MEMRI plays let’s pretend

“Within the Arab mainstream, two sides are battling for the future of Islam. One is the establishment, which includes regimes and their elitist supporters in the press, academia, mosques, and elsewhere. For years, they have used a mechanism that nurtures incitement against others to stay in power – without free elections – and encourage the Islamist movement now terrorizing the world…. On the other side is the reformist camp, which is fed up with the establishment. Its supporters are allying with the West and backing the struggle against ideological sources of terrorism. They include opposition political figures, student movements, intellectuals, authors, and columnists.”

Steven Stalinsky gives a boost to the pro-imperialist Bush-admirers backed by MEMRI’s “Reform Project”, pretending that they represent a significant ideological force in the Middle East.

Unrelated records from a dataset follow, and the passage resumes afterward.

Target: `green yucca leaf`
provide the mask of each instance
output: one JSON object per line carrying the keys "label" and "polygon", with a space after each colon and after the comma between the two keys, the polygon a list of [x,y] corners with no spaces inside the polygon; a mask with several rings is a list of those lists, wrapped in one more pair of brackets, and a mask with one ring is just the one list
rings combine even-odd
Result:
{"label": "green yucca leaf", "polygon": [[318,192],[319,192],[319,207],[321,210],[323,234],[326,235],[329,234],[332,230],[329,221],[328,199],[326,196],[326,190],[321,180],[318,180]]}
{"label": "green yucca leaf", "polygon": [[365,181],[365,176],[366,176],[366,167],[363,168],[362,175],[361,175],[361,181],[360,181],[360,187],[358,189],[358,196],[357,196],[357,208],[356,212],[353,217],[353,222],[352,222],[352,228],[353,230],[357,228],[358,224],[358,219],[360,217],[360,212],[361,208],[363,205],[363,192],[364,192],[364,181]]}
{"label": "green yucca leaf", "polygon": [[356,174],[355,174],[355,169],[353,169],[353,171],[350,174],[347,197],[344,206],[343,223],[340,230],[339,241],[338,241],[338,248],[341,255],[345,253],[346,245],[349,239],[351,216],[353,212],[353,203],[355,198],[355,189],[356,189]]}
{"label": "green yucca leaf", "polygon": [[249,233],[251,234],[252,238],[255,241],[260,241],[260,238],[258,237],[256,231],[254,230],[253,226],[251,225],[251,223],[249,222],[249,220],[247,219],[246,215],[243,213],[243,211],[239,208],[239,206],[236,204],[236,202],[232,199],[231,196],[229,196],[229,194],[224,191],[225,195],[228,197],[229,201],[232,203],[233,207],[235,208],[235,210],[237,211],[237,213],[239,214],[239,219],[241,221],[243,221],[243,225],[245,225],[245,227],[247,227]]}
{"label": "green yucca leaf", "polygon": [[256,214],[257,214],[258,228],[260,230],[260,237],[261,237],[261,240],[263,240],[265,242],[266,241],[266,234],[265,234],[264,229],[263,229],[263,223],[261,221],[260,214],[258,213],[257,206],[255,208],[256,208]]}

Front Page Magazine, 29 July 2005

In an open letter to MEMRI last year, written at the time the organisation was threatening Juan Cole with legal action for telling the truth about them, Marc Lynch had this to say about the Reform Project:

“it tends to select statements by pro-American reformers who concentrate on criticizing other Arabs … with little regard for the real debates going on among Arabs. Your selective translations therefore offer a doubly warped perspective on the Arab debates: first, over-emphasizing the presence of radical and noxious voices; and second, over-emphasizing the importance of a small and marginal group of Arabs who share your own prejudices. What you leave out is almost the entire Arab political debate which really matters to Arabs: a lively debate on satellite stations such as al Jazeera and al Arabiya and in the elite Arab press about reform, international relations, political Islam, democracy, and Arab culture which English-speaking readers would greatly benefit from knowing about.”